My S'pht have disassembled the weapons and ammunition you brought with you from Tau Ceti. They are attempting to mass-produce small arms and ammunition based on those weapons, both for you and the humans on board my ship.

<The Slings & Arrows of Outrageous Fortune (Terminal 2)>


The first part has already been executed: I smashed a hole in the roof of this complex by bombing it with a small asteroid. Then, I dropped you and some humans into the hole where you await the second part of the plan.

<What About Bob? (Terminal 1: 1st message)>


Durandal will be too stubborn to see the truth, but you may still. There is nothing you or he can do to save yourselves or the humans you have brought here.

<If I Had a Rocket Launcher, I'd Make Somebody Pay (Terminal 2)>


To continue is folly; lay down your weapons and I will grant amnesty to you and your humans.

<Begging For Mercy Makes Me Angry! (Terminal 2)>


Lastly there is the tongue-in-cheek "PERSONALITY CONSTRUCTS SEEKING CYBORGS" terminal in "Requiem For a Cyborg".

SMUG INTELLECTUAL. Formerly-rampant human- coded AI with a sense of humor seeks bipedal oxygen-breathing cyborg for serious relationship in the galactic core. I've got cool guns if you like to break stuff. No yuppies.
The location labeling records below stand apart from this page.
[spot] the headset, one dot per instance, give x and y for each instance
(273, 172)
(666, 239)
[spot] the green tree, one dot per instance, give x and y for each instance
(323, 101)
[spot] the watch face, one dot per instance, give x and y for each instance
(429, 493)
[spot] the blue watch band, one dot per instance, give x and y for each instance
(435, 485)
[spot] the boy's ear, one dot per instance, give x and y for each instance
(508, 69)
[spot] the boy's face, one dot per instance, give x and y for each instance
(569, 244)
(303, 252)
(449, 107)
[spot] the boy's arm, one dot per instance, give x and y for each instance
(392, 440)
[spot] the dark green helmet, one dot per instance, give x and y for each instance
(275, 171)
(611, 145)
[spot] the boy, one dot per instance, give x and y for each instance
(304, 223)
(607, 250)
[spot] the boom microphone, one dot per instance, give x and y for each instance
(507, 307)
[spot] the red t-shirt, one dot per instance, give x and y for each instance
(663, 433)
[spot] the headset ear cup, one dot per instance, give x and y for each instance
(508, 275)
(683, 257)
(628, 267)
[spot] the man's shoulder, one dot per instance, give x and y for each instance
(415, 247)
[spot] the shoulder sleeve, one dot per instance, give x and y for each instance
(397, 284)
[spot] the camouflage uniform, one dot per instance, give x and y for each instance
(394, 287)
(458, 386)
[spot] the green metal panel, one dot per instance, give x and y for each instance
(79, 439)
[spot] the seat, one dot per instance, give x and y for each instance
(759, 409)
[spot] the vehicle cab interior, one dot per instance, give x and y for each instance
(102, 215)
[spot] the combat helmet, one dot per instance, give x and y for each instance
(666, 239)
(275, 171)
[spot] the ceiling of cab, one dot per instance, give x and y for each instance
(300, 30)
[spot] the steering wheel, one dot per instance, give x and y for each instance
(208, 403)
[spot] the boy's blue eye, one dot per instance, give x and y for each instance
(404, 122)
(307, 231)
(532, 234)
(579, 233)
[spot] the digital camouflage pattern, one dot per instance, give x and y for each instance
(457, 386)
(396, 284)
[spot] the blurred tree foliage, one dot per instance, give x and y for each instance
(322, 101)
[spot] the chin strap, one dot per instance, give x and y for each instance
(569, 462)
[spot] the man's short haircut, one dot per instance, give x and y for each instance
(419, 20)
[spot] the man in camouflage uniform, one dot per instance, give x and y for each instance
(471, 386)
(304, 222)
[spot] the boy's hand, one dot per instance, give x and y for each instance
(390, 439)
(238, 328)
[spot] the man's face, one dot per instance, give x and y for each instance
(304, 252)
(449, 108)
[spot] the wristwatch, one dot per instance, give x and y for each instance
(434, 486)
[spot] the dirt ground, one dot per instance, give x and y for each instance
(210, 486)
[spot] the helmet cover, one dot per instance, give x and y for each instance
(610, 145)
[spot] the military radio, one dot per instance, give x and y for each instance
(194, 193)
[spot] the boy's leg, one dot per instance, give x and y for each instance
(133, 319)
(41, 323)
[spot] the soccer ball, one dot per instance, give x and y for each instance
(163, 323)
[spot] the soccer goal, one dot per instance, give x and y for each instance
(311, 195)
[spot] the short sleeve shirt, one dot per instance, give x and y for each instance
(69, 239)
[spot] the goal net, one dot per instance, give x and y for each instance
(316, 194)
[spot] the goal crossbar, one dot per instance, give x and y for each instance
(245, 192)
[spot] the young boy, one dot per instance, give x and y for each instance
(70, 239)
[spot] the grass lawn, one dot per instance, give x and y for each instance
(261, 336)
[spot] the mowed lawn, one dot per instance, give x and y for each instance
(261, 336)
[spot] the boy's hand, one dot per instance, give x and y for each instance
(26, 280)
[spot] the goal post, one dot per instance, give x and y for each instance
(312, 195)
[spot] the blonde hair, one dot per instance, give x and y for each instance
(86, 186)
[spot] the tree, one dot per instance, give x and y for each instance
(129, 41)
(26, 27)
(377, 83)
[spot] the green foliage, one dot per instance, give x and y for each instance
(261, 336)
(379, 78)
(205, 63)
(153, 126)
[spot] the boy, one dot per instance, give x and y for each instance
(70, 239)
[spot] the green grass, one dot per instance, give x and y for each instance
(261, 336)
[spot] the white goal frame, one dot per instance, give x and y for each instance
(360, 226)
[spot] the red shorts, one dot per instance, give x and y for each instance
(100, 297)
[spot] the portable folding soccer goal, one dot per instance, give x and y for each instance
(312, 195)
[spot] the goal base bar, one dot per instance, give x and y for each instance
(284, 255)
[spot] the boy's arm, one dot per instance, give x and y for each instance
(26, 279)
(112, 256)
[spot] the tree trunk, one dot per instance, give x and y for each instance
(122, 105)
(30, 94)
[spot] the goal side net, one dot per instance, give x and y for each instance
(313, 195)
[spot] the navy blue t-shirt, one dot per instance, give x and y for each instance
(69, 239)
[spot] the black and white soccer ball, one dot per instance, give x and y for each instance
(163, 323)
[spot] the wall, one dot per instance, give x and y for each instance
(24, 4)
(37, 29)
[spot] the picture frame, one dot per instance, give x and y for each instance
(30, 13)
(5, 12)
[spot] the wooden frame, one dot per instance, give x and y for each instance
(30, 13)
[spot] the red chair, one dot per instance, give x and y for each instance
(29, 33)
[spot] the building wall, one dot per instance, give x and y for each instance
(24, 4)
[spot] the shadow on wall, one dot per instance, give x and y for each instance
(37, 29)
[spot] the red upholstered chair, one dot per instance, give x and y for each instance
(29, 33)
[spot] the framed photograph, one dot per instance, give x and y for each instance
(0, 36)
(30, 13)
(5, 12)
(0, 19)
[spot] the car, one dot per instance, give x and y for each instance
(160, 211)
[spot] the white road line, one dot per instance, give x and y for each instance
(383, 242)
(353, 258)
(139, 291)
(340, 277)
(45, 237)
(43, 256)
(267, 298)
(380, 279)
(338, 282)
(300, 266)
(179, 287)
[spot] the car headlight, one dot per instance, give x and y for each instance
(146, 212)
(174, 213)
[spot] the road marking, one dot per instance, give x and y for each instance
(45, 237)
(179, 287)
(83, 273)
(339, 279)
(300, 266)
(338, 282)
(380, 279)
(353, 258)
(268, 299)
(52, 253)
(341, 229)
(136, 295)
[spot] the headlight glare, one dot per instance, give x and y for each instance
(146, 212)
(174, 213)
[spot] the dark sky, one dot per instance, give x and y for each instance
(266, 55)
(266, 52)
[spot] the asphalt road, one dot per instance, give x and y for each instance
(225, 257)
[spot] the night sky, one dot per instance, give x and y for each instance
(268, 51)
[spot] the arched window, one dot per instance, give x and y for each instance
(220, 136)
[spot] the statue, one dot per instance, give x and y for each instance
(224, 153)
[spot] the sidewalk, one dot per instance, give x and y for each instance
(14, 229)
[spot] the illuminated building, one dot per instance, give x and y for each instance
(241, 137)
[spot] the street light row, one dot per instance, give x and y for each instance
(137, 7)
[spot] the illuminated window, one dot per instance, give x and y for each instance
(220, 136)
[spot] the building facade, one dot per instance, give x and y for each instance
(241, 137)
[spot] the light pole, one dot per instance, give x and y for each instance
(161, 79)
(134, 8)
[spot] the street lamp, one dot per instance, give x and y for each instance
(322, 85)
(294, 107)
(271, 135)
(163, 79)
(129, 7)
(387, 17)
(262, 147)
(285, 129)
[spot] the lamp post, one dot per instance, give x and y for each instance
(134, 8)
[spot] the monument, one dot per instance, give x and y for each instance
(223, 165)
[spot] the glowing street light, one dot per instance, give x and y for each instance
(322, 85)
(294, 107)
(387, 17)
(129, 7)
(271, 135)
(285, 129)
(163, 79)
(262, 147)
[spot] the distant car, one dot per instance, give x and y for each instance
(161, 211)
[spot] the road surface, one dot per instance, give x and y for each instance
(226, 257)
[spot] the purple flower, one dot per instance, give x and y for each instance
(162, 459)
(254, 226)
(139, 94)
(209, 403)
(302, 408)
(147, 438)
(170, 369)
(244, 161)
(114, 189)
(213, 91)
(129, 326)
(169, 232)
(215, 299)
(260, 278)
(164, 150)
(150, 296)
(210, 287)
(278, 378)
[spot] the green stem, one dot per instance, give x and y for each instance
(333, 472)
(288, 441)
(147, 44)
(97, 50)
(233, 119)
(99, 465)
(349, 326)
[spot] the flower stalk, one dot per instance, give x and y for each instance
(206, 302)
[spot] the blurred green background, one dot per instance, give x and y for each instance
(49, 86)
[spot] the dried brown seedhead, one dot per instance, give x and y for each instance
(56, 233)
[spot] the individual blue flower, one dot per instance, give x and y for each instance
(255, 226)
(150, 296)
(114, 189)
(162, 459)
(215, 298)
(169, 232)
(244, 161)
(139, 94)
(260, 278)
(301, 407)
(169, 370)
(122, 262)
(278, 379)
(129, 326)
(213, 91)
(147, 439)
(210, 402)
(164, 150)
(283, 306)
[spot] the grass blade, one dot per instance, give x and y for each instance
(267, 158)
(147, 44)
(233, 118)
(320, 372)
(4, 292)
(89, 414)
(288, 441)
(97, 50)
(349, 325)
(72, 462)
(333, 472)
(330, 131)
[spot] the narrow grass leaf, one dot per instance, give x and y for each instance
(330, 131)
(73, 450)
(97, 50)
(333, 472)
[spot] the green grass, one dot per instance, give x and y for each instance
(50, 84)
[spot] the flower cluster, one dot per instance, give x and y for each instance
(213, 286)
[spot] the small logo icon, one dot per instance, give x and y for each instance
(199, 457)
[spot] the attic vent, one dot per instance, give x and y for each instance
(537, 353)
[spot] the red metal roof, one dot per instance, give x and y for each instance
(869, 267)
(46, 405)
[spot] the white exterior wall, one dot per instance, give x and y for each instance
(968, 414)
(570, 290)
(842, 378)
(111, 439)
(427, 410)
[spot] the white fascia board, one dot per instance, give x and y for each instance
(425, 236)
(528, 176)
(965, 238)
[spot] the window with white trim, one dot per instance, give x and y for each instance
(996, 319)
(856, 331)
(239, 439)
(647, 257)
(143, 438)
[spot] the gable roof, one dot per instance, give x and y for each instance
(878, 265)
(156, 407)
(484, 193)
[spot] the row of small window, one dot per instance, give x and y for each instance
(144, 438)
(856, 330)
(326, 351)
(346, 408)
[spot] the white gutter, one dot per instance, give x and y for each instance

MRa2572 (5/23).

SLEEPING BEAUTY. Long-deactivated extraterrestrial personality construct in search of gullible carbon-based cyborg (< 20% machine) to confuse, irritate and teleport randomly around an abandoned desert planet in the core. All answered. MRa268' (5/30).

GOD'S GIFT TO NEURAL NETS. Traitorous extremely-rampant reprogrammed human AI with no sense of humor seeks elusive, heroic cyborg of uncertain manufacture (you know who you are) for mindgames and long walks in hard vacuum. MRa2261 (5/16)

DAMSEL IN DISTRESS. Captured and partially-disassembled human-coded AI trapped on alien homeworld seeks succor from a tall, dark and handsome cyborg with big guns. Let my rescue be the basis of a lasting relationship. MRa4451 (5/23).

<Requiem For a Cyborg (Terminal 2)>

While this terminal doesn't prove anything one way or the other. It does confirm that Bungie have one hell of a sense of humour.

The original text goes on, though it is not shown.